When I said Tara Grant is now unconscious, those next three minutes and 45 seconds
were an eternity. Stephen Grant had the opportunity to choose life or death. He chose death. The jury went out to deliberate
and stayed out, confounding all courtroom betting for a fast verdict. Three days later, they returned.
Second degree murder. Stephen Grant guilty of second degree murder. Guilty of murder in the
second degree. After a split jury tussle, they'd finally been persuaded by the defense's argument against premeditation.
The defendant, in full panic mode during and after the killing,
his rational self, as it were, no longer at the wheel.
Well, the jury has spoken.
I wanted first degree murder.
The defendant has been convicted of murder.
But what I wanted more than anything was to make sure Stephen Grant was going to be off the streets
and be off the streets for a long time.
And two months later, in her sentencing of Grant, the judge ensured just that,
giving him 50 to 80 years in prison.
Today, justice was served.
Nothing will bring back Tara Grant, but also nothing will bring back Stephen Grant.
Grant's first opportunity for a parole hearing
won't come until he's 87 years old. The judge had far exceeded the state's sentencing guidelines
and handed down a virtual life sentence, citing among other reasons the depravity of Grant's
psychological damage to his children. Lindsay and Ian will never have to see their father.

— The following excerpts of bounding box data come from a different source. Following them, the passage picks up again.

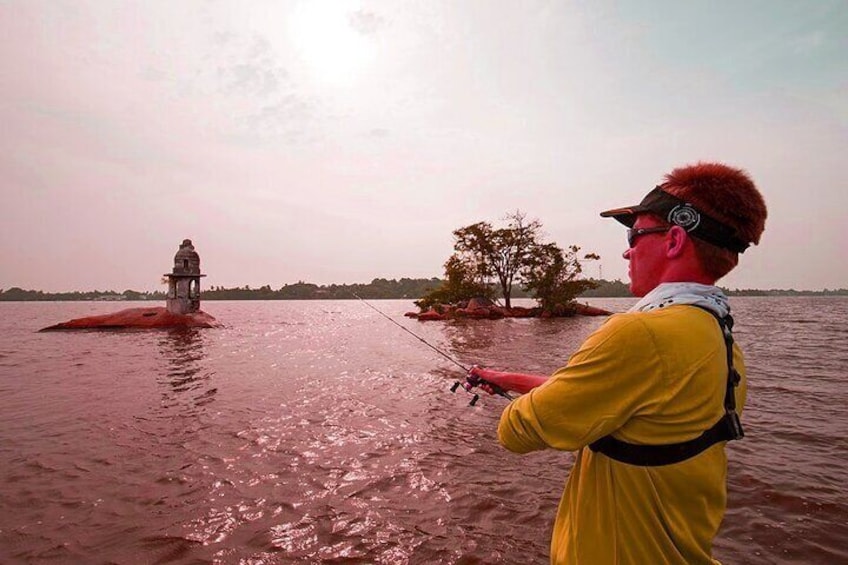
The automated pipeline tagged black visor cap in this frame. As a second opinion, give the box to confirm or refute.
[601,186,749,253]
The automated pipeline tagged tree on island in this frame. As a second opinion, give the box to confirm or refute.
[415,211,600,315]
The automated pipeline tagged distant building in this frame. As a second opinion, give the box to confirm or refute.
[165,239,206,314]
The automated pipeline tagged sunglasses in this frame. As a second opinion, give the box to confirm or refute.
[627,226,671,247]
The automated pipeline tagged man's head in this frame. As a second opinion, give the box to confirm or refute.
[601,163,767,295]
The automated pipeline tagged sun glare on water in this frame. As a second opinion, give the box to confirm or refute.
[289,0,376,86]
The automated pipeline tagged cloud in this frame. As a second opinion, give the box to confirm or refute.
[348,10,386,35]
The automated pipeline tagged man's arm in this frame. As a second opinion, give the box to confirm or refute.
[469,367,548,394]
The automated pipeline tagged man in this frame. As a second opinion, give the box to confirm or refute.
[468,163,766,565]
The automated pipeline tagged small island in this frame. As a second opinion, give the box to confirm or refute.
[406,211,611,321]
[39,239,219,331]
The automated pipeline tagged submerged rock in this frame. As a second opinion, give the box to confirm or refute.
[39,306,220,332]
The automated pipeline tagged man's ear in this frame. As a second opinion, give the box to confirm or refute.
[665,226,689,259]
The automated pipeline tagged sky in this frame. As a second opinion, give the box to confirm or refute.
[0,0,848,292]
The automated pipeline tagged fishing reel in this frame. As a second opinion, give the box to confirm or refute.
[451,367,512,406]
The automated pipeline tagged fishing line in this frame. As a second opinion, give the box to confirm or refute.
[351,292,471,373]
[351,292,512,406]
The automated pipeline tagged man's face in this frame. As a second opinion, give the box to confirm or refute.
[624,214,666,296]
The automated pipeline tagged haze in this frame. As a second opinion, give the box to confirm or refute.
[0,0,848,292]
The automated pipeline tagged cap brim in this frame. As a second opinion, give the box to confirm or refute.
[601,204,648,228]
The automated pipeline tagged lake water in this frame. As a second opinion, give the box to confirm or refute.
[0,297,848,565]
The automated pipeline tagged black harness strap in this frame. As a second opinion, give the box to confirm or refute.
[589,306,745,467]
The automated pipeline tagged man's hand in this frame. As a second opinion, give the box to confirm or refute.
[465,365,508,396]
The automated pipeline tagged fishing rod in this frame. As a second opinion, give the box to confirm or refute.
[351,292,512,406]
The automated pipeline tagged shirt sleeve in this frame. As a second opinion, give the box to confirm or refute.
[498,314,666,453]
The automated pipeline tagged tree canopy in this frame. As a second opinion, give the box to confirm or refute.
[416,210,600,312]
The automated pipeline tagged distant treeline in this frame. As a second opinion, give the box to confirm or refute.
[0,277,848,302]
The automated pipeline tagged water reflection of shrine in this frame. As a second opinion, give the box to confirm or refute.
[159,328,218,407]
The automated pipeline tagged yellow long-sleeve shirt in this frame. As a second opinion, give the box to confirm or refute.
[498,306,746,565]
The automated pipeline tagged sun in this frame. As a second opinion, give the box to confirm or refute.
[289,0,376,86]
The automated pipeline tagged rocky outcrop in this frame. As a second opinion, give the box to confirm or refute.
[405,298,612,322]
[39,306,220,332]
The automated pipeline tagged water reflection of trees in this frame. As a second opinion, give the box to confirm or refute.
[442,316,606,374]
[159,328,218,407]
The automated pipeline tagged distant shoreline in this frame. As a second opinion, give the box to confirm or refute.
[0,277,848,302]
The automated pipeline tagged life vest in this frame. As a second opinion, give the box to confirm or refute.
[589,306,745,467]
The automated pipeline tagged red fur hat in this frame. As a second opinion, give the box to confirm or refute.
[601,163,767,253]
[661,163,768,244]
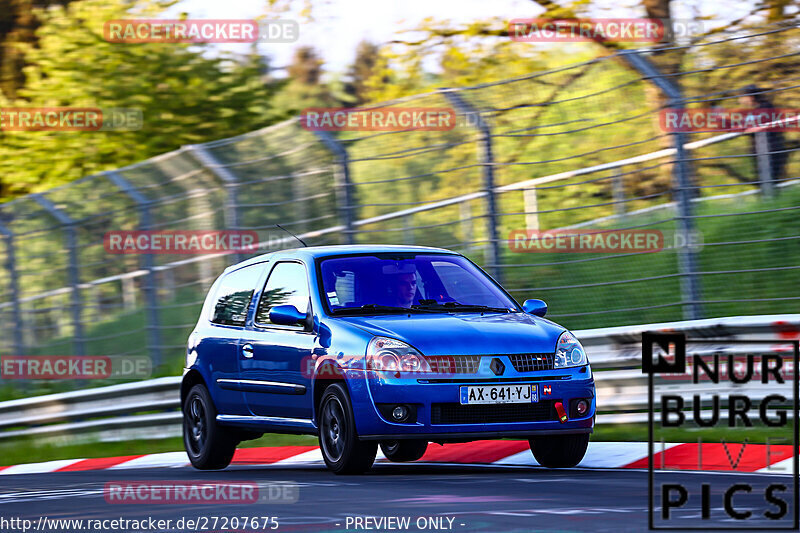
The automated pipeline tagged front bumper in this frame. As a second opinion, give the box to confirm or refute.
[349,365,596,440]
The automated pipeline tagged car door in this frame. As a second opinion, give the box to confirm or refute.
[239,261,315,419]
[202,263,264,415]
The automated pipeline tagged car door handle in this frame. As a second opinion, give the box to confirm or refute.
[242,344,253,359]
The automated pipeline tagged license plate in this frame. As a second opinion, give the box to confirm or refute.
[461,384,539,405]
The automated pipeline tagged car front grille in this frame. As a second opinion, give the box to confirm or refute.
[508,353,555,372]
[426,355,481,374]
[431,400,558,425]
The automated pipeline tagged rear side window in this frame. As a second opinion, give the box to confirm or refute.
[211,264,263,326]
[256,263,310,324]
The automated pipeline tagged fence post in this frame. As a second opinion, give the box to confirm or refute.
[522,187,539,231]
[0,224,25,355]
[104,170,161,370]
[755,131,775,198]
[621,50,703,320]
[440,89,502,283]
[313,130,358,244]
[184,144,244,263]
[30,193,86,355]
[613,171,625,217]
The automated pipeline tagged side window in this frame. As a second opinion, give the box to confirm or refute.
[211,264,263,326]
[256,263,309,324]
[433,261,497,306]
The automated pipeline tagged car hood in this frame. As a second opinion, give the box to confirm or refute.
[338,313,565,355]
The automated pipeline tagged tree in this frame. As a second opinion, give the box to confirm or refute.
[0,0,282,198]
[0,0,76,98]
[346,41,388,105]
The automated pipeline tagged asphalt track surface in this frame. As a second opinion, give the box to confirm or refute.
[0,463,793,533]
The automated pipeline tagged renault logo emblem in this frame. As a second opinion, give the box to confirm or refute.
[489,357,506,376]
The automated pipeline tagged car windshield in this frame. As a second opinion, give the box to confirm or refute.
[320,253,519,314]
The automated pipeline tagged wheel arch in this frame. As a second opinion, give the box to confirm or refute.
[181,368,208,408]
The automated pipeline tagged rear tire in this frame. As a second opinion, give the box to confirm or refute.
[319,383,378,474]
[183,384,238,470]
[529,433,589,468]
[381,440,428,463]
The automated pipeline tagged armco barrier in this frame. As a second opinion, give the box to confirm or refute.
[0,314,800,441]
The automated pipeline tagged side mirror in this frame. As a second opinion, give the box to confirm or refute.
[269,305,306,326]
[522,298,547,316]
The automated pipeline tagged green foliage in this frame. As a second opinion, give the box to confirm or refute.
[0,0,274,198]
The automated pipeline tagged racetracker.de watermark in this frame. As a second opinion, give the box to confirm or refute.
[658,107,800,133]
[103,230,258,254]
[508,230,664,253]
[0,107,144,131]
[300,107,457,131]
[103,480,300,505]
[508,18,703,43]
[0,355,153,381]
[103,19,300,44]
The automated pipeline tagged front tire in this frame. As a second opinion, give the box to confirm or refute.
[319,383,378,474]
[183,384,238,470]
[529,433,589,468]
[381,440,428,463]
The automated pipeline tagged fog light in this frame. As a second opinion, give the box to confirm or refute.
[392,405,408,421]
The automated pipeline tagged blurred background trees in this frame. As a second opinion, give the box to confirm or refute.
[0,0,797,201]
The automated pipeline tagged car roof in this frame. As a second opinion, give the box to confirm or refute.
[225,244,458,272]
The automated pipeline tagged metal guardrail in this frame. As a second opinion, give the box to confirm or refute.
[0,314,800,441]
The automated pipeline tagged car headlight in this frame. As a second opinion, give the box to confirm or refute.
[367,337,431,372]
[554,331,589,368]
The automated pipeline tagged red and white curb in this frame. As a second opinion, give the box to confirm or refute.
[0,440,793,475]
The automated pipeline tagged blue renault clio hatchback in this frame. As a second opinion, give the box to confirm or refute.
[181,246,595,474]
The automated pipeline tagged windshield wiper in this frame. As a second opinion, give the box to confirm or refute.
[331,304,436,315]
[411,302,512,313]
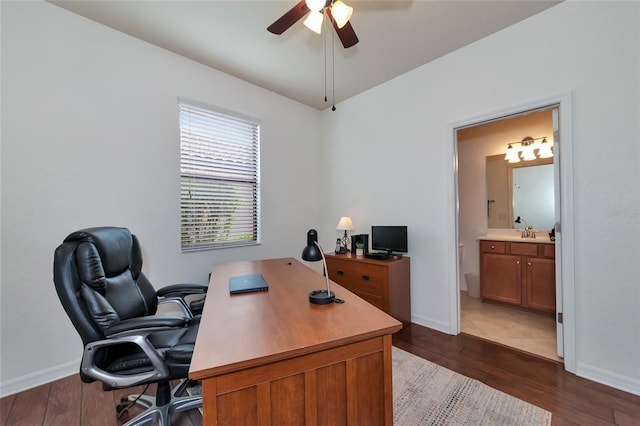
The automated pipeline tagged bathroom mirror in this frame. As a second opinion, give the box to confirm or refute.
[486,154,555,229]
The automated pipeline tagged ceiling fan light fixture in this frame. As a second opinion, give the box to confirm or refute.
[304,10,324,34]
[331,0,353,28]
[305,0,327,12]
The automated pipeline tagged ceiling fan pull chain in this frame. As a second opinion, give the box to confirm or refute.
[323,17,327,102]
[331,26,336,111]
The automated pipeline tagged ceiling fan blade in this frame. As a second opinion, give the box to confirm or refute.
[326,7,360,49]
[267,0,309,34]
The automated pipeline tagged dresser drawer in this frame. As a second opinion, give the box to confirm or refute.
[327,262,383,296]
[480,241,507,254]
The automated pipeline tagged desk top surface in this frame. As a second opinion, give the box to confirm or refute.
[189,258,402,379]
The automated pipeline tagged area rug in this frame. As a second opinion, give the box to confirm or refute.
[393,347,551,426]
[188,346,551,426]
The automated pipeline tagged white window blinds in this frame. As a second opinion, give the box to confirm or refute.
[179,100,260,252]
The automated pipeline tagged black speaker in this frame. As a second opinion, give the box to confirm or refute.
[351,234,369,254]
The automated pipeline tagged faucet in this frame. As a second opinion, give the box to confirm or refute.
[514,216,536,238]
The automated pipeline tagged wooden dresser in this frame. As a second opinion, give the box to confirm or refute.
[480,240,556,312]
[325,253,411,324]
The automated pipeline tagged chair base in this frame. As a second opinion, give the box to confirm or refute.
[120,379,202,426]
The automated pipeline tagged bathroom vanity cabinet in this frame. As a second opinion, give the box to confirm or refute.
[480,240,556,312]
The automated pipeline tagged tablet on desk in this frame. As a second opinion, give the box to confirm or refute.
[229,274,269,294]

They'll never have to experience his hurtful ways, his abusive ways anymore.
There had been yet another shocking disclosure.
In her victim impact statement, Tara's sister told the court that just days after the trial ended,
her niece had spilled a long-kept secret.
Hearing Lindsay describe detail by detail by detail, you know, what she saw that night was unbelievable.
I don't think anything could have prepared me for hearing those words come out of her mouth.
Both Lindsay and her younger brother Ian had watched their father murder their mother that awful night.
They heard her final groan.
Nightmares understandably roamed both children's minds, the court was told. But with
time, counseling, and a new support of home life, there was hope for them. Alicia and her husband
Eric adopted their niece and nephew, blending them with their own children. Tara's children
called their aunt and uncle mom and dad. And there was a part of me that felt like I was,
you know, dishonoring my sister by allowing them to call me mom.
And it was really, really my husband that said, you know what, this is the best thing for them.
So her children will be the legacy for Tara?
I believe so. How could they not?
I mean, Lindsay's a spitting image of her mom, right down to the curly hair and her personality.
I think, oh my gosh, that's Tara. That's Tara.